Axel nodded. The motion was truncated. His tongue slid farther down his gullet. “Gustav Keller,” he whispered. “From Schleswig.”

“That’s the one.” The fingers relaxed long enough for Axel to swallow more oxygen, then tightened again. Somehow, the man’s skin remained dry and cool. The greasy sweat belonged to Axel.

“I can’t breathe.”

“Shhh.”

“Let me go. I’ll close my eyes. I won’t look at you.”

“Won’t you?” The man twisted Axel’s head to the side. Facing him, Axel could taste the tobacco on his breath. Expensive tobacco — American cigarettes. He squeezed his eyes shut. If this man allowed him to see him, it could only mean one thing. “Open your eyes.”

Axel tried to shake his head. “Just tell me what you want,” he pleaded.
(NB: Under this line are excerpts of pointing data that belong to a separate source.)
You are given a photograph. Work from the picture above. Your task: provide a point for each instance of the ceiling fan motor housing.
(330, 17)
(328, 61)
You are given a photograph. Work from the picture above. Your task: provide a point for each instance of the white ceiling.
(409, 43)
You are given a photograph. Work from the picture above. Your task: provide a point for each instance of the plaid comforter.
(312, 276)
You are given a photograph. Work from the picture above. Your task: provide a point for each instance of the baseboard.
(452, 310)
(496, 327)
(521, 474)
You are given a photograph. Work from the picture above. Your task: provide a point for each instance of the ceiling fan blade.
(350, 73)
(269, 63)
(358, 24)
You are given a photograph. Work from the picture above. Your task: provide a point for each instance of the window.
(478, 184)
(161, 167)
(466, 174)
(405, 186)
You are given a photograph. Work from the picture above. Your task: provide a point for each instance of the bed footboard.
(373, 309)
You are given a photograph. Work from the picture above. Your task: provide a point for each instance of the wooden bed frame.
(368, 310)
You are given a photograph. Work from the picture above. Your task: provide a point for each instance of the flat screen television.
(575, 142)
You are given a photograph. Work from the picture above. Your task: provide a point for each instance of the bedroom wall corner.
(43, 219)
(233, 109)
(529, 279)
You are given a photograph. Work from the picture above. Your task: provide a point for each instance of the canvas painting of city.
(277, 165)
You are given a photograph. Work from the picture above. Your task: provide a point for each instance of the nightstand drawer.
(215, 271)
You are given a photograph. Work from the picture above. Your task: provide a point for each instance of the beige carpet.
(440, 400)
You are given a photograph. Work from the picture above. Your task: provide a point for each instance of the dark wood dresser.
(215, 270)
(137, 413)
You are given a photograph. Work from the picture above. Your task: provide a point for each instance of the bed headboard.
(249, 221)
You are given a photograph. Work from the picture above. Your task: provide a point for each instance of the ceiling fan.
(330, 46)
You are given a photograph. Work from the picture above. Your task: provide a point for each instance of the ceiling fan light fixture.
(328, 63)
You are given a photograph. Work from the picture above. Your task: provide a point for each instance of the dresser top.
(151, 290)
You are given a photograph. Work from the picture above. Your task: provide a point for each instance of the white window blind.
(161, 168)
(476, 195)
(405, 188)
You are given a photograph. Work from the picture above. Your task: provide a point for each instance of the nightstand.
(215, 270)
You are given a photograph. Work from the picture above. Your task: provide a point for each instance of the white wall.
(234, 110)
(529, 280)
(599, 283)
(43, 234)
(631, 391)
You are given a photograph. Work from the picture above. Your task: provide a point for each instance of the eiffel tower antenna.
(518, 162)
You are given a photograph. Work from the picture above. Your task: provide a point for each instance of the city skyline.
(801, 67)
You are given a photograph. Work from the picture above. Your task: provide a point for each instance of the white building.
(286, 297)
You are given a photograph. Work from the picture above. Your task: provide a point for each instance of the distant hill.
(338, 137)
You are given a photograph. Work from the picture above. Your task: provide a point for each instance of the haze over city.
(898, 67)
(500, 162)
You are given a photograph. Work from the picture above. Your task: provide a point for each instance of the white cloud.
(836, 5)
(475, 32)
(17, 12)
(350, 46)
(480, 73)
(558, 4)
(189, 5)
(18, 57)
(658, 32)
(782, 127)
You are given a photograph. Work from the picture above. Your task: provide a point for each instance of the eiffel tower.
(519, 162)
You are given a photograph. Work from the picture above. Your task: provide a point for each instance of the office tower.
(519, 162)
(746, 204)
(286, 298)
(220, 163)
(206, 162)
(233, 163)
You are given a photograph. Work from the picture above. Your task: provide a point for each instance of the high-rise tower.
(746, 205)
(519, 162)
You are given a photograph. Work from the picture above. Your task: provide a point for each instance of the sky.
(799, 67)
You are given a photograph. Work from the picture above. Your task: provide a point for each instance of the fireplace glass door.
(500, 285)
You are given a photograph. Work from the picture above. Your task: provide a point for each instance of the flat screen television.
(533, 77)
The man’s knee dug deeper into Axel’s spine. His hands lifted his neck. Axel would snap in two like a wishbone. At last, he opened his eyes. The man’s face was too close to see. He was a mouth, gleaming teeth, a pencil-thin mustache carefully groomed. Thick eyebrows, eye sockets as dark as charcoal, hollow cheeks dusted with black stubble. Axel’s eyes began to tear.

“You stink like shit,” the man said.

“I’m sorry,” Axel said.

“You have something that belongs to Gustav.”

Axel struggled, and the man tightened his grip. Softly, snow flicked the windows.

“Some weeks ago, Gustav was asked to make a delivery.”

“I don’t know what you’re talking about,” Axel protested.

“Three Jews.”

“I don’t know anything about any Jews,” Axel said.